Der LAV hatte im Auftrag des Apothekers geantwortet und auf das Schreiben des Großhändlers Alliance Healthcare verwiesen, der den Engpass zum streitigen Zeitpunkt schriftlich bestätigt hatte. Diese Direktmeldung liege der Kasse vor. Laut Rahmenvertrag reiche dies aus, die Apotheke sei nicht verpflichtet, beim Hersteller selbst eine entsprechende Erklärung einzuholen, so der LAV.
Die DAK wies auch den zweiten Einspruch ab. Die Kasse war in der Zwischenzeit selbst aktiv geworden und hatte bei Teva nachgefragt. Der Rabattpartner habe bestätigt, dass Copaxone in der streitigen Packungsgröße das ganze Jahr 2014 lieferfähig gewesen sei. Damit sei das Prüfverfahren aus Sicht der Kasse abgeschlossen, weitere Schreiben in dieser Sache werde man nicht beantworten, sofern sich nichts Neues ergebe.
Zuvor hatte die Kasse noch auf einen anderen Umstand verwiesen, der aus ihrer Sicht die Nullretaxation rechtfertigt. Die Apotheke hatte statt des nicht verfügbaren Teva-Produkts einen Reimport der Firma Eurim abgegeben. Die DAK hat zu Copaxone aber zusätzlich Rabattverträge mit den Reimporteuren Haemato und Medicopharm geschlossen. Die Apotheke hätte die Nichtverfügbarkeit für alle Rabattpartner nachweisen müssen, so die DAK.

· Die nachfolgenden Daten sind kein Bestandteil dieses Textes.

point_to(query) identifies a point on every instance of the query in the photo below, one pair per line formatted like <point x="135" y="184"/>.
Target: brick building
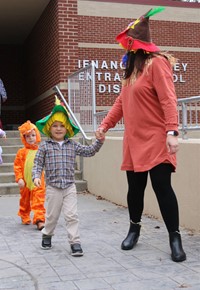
<point x="65" y="35"/>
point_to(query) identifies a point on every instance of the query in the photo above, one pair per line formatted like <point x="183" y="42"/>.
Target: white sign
<point x="110" y="74"/>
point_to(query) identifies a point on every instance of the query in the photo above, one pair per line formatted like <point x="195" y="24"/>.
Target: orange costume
<point x="32" y="197"/>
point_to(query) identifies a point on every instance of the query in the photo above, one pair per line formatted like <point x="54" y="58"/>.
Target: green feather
<point x="154" y="11"/>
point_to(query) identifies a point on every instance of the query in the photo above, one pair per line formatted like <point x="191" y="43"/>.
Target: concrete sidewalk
<point x="103" y="225"/>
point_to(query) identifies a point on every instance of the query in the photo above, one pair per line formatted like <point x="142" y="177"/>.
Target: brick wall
<point x="53" y="50"/>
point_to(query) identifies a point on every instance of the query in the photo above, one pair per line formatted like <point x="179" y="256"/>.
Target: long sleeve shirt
<point x="59" y="160"/>
<point x="149" y="108"/>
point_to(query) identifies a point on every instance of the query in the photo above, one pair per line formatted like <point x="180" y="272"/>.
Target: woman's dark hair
<point x="135" y="61"/>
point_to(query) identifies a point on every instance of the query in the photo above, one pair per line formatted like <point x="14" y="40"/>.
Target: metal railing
<point x="72" y="115"/>
<point x="189" y="115"/>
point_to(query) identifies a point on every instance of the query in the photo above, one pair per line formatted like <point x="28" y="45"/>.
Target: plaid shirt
<point x="59" y="161"/>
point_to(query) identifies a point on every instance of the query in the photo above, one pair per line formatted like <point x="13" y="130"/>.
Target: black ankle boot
<point x="132" y="237"/>
<point x="178" y="254"/>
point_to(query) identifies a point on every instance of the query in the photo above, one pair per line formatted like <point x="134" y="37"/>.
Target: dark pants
<point x="160" y="177"/>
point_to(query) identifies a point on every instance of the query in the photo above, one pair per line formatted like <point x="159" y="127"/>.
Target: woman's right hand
<point x="100" y="134"/>
<point x="37" y="182"/>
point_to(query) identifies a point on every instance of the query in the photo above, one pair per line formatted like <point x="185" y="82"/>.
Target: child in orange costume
<point x="32" y="197"/>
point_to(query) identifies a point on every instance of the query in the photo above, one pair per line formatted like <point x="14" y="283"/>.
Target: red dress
<point x="149" y="108"/>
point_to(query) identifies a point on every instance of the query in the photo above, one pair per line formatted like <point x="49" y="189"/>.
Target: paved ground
<point x="24" y="266"/>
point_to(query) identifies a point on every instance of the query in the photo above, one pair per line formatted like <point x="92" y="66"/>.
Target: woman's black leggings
<point x="161" y="182"/>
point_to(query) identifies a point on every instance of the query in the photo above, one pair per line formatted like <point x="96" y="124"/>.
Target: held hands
<point x="37" y="182"/>
<point x="172" y="144"/>
<point x="21" y="183"/>
<point x="100" y="134"/>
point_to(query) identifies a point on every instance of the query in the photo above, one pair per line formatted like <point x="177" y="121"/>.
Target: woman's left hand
<point x="172" y="144"/>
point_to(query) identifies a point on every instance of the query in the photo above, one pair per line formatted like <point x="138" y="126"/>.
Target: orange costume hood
<point x="26" y="128"/>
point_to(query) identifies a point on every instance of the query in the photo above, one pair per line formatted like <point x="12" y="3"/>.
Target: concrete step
<point x="12" y="187"/>
<point x="6" y="167"/>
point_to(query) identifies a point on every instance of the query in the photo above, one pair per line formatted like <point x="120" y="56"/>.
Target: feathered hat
<point x="137" y="34"/>
<point x="61" y="114"/>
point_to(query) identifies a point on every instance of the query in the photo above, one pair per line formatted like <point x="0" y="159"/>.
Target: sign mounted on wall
<point x="108" y="76"/>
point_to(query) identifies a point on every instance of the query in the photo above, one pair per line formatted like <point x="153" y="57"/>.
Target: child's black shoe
<point x="46" y="242"/>
<point x="76" y="250"/>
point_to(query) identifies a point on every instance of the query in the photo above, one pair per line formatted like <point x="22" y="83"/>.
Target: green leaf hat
<point x="61" y="114"/>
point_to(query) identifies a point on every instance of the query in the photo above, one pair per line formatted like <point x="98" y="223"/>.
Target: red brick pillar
<point x="68" y="37"/>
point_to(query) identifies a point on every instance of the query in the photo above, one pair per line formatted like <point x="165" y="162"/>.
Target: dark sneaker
<point x="46" y="242"/>
<point x="76" y="250"/>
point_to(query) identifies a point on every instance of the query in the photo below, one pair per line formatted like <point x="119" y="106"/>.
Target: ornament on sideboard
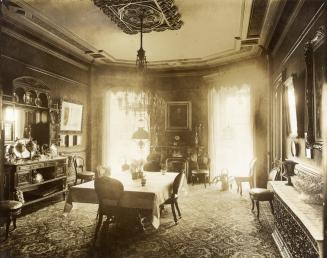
<point x="289" y="166"/>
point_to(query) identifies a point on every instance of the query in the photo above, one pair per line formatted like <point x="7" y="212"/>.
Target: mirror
<point x="292" y="117"/>
<point x="314" y="52"/>
<point x="23" y="123"/>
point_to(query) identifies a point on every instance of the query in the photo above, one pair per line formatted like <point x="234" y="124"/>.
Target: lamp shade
<point x="140" y="134"/>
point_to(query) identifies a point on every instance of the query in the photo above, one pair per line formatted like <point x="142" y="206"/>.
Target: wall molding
<point x="45" y="72"/>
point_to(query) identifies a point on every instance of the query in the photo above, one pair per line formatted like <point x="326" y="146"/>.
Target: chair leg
<point x="7" y="226"/>
<point x="271" y="206"/>
<point x="258" y="209"/>
<point x="98" y="226"/>
<point x="14" y="221"/>
<point x="174" y="213"/>
<point x="178" y="211"/>
<point x="252" y="208"/>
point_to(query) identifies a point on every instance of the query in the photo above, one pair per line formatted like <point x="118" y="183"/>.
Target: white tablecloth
<point x="157" y="189"/>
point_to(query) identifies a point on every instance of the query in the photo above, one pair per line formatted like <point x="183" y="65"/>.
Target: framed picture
<point x="71" y="117"/>
<point x="178" y="116"/>
<point x="9" y="131"/>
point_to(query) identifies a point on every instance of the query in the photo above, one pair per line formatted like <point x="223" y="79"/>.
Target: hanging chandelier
<point x="141" y="58"/>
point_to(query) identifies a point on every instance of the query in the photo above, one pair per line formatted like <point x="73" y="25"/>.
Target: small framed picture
<point x="178" y="116"/>
<point x="9" y="131"/>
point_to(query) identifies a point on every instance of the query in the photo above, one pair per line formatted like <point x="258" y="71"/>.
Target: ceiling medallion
<point x="159" y="15"/>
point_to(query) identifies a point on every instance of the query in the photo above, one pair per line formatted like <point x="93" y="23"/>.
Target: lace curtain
<point x="119" y="124"/>
<point x="230" y="129"/>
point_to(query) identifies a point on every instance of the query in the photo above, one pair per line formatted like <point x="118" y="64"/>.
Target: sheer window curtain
<point x="230" y="129"/>
<point x="118" y="147"/>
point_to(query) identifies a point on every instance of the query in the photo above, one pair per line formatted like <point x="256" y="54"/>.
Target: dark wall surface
<point x="288" y="58"/>
<point x="65" y="80"/>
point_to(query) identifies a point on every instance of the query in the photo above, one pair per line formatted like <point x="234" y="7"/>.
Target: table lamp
<point x="140" y="134"/>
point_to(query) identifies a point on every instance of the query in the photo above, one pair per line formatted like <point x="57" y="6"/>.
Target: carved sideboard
<point x="36" y="180"/>
<point x="298" y="228"/>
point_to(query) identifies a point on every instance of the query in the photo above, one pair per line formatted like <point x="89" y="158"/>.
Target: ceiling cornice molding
<point x="304" y="33"/>
<point x="34" y="22"/>
<point x="45" y="72"/>
<point x="244" y="48"/>
<point x="43" y="48"/>
<point x="288" y="26"/>
<point x="273" y="14"/>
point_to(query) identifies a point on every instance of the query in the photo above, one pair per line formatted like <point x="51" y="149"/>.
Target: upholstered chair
<point x="173" y="199"/>
<point x="109" y="192"/>
<point x="258" y="195"/>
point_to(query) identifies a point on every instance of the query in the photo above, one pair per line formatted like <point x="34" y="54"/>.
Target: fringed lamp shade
<point x="140" y="135"/>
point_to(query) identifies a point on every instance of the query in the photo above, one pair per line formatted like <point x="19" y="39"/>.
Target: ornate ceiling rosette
<point x="158" y="15"/>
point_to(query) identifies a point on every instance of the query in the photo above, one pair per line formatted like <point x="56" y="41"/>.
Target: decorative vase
<point x="289" y="166"/>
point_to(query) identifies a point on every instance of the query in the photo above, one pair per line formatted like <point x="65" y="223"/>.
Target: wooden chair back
<point x="176" y="165"/>
<point x="108" y="190"/>
<point x="177" y="184"/>
<point x="252" y="172"/>
<point x="79" y="164"/>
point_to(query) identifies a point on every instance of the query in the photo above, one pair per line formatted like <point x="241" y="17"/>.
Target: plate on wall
<point x="44" y="117"/>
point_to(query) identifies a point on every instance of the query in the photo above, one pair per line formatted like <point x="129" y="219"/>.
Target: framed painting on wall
<point x="178" y="116"/>
<point x="71" y="117"/>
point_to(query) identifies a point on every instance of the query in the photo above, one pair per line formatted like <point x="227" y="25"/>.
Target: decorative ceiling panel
<point x="159" y="15"/>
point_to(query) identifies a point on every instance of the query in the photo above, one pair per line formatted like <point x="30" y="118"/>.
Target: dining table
<point x="150" y="196"/>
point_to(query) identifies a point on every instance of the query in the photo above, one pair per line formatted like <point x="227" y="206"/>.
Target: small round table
<point x="10" y="209"/>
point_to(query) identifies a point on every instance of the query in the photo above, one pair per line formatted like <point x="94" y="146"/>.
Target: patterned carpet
<point x="214" y="224"/>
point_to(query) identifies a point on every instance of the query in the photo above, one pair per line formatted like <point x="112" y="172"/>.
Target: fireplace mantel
<point x="298" y="225"/>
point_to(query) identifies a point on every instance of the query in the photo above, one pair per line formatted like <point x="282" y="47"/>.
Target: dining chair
<point x="102" y="171"/>
<point x="152" y="166"/>
<point x="258" y="195"/>
<point x="80" y="172"/>
<point x="109" y="192"/>
<point x="9" y="210"/>
<point x="177" y="164"/>
<point x="250" y="178"/>
<point x="173" y="199"/>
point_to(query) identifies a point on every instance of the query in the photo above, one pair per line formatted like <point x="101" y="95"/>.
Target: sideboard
<point x="36" y="180"/>
<point x="298" y="228"/>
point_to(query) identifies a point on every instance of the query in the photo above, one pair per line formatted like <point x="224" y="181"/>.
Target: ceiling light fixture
<point x="141" y="63"/>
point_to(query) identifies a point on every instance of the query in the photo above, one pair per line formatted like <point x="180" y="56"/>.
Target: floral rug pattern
<point x="213" y="224"/>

Die Kasse begründet dies so: „Wir haben für rabattbegünstigte Arzneimittel das Mehrpartnermodell gewählt, um die Verfügbarkeit möglichst in jedem Fall zu gewährleisten.“ Dies ermögliche zudem eine Auswahl für die Versicherten. „Bei Nichtverfügbarkeit eines Präparates soll natürlich die Verfügbarkeit der anderen Rabattpräparate geprüft werden“, so der Sprecher.
Der Apotheker will die Nullretax dennoch seinem Anwalt übergeben und vermutlich gegen die Kasse vor Gericht ziehen. Er müsse sich zudem langsam fragen, ob man für die DAK überhaupt noch Hochpreiser abgeben sollte, sagte er.
Eine Konsequenz hat die Nullretax schon. Als die PTA, die für die Abgabe verantwortlich war, von dem Vorgehen der Kasse erfuhr, kündigte sie am gleichen Tag ihre Mitgliedschaft bei der Kasse. Ihrem Bruder und ihren Eltern empfahl sie dasselbe. Die DAK habe also vier Mitglieder verloren, davon zwei junge Berufstätige, konstatiert der Apotheker mit einer gewissen Genugtuung.